Natalie Alper

The eight paintings that Natalie Alper showed here all begin with pencil marks—scribbled and wavy lines that pay subtle and poetic homage to Cy Twombly. These marks are then overlaid with turbulent strokes of rich acrylic paint. Black and white lines weave freely through pearlescent passages of color, creating a complex Piranesian spatial tension and illusion of depth. By combining a metallic color palette with earth tones, Alper contrasts an industrial world with a more elemental one.

The artist’s paintings connote the flow of water and, like the deluge drawings by Da Vinci that inspired them, they portray the emotional and abstract forces of nature. In Quicksilver Ways, 1988, she creates a dark crescendo of energy with a palette consisting largely of grays and blacks. A sense of cosmic order is implied through the skeletal black and white graffiti that forms a diagonal grid for the chaotic painterly swags. Then, as if cut loose from its grid, the graffiti weaves in and out of the painted surfaces, forming its own route and revealing the painting’s ground.

For Orpheus, 1989, is a huge work of spiraling energies that move at different velocities. Diagonals and spirals rendered in pencil pierce through thick gestures of autumnal color, and diluted drips and stains fall fanlike from the chaotic vortex. The mutability of form and energy is a constant thematic thread and the pencil marks and configurations conjure mythic events. Alper’s painted canvases combine turbulence and unpredictability with a sense of controlled accident.
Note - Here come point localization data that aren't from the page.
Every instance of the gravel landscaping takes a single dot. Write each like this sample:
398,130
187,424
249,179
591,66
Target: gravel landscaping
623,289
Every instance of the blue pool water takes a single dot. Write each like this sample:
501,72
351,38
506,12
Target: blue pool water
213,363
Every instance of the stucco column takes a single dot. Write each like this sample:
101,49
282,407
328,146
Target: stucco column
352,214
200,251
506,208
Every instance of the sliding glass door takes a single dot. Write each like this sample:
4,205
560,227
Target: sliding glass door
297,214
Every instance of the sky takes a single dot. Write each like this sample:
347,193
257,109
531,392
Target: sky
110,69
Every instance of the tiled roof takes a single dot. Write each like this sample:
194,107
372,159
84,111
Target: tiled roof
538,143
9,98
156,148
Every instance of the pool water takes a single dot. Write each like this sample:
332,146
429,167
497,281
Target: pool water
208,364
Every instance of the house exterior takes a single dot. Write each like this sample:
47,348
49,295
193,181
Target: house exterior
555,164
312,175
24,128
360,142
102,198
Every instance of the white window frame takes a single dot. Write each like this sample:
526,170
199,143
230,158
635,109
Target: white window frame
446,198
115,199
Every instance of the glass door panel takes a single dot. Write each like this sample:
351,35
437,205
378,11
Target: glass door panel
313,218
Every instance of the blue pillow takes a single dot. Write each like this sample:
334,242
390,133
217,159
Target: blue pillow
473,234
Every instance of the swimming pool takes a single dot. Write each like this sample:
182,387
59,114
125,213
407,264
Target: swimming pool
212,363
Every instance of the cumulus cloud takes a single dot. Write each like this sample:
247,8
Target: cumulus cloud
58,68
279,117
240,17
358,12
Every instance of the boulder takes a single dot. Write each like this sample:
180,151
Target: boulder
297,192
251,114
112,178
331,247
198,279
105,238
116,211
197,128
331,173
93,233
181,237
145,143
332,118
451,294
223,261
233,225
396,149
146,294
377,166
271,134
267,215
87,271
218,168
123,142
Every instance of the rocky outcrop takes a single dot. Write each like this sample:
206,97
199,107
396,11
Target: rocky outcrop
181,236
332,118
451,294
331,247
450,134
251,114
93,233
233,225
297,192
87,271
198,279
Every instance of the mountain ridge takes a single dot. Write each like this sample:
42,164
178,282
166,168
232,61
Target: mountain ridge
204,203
The artist’s mixed-media drawings (six of which were shown here) exist as a wellspring for the larger paintings, and are decidedly elegant in form. August #9, 1988, consists of steadily intensifying marks, which ascend into swirls of energy and shine with a Byzantine quality. The monochrome Master Drawing #13, 1988, displays graphite swirls and trajectories of powdered pigment and acrylic overlaid with thin reedlike whiplash markings. The iridescent light ground provides an airy respite from the paintings’ maelstroms of gray and black. Here, Alper creates an advanced graffiti-language of markings and vortices that provides a key to reading her more mythic, large-scale paintings.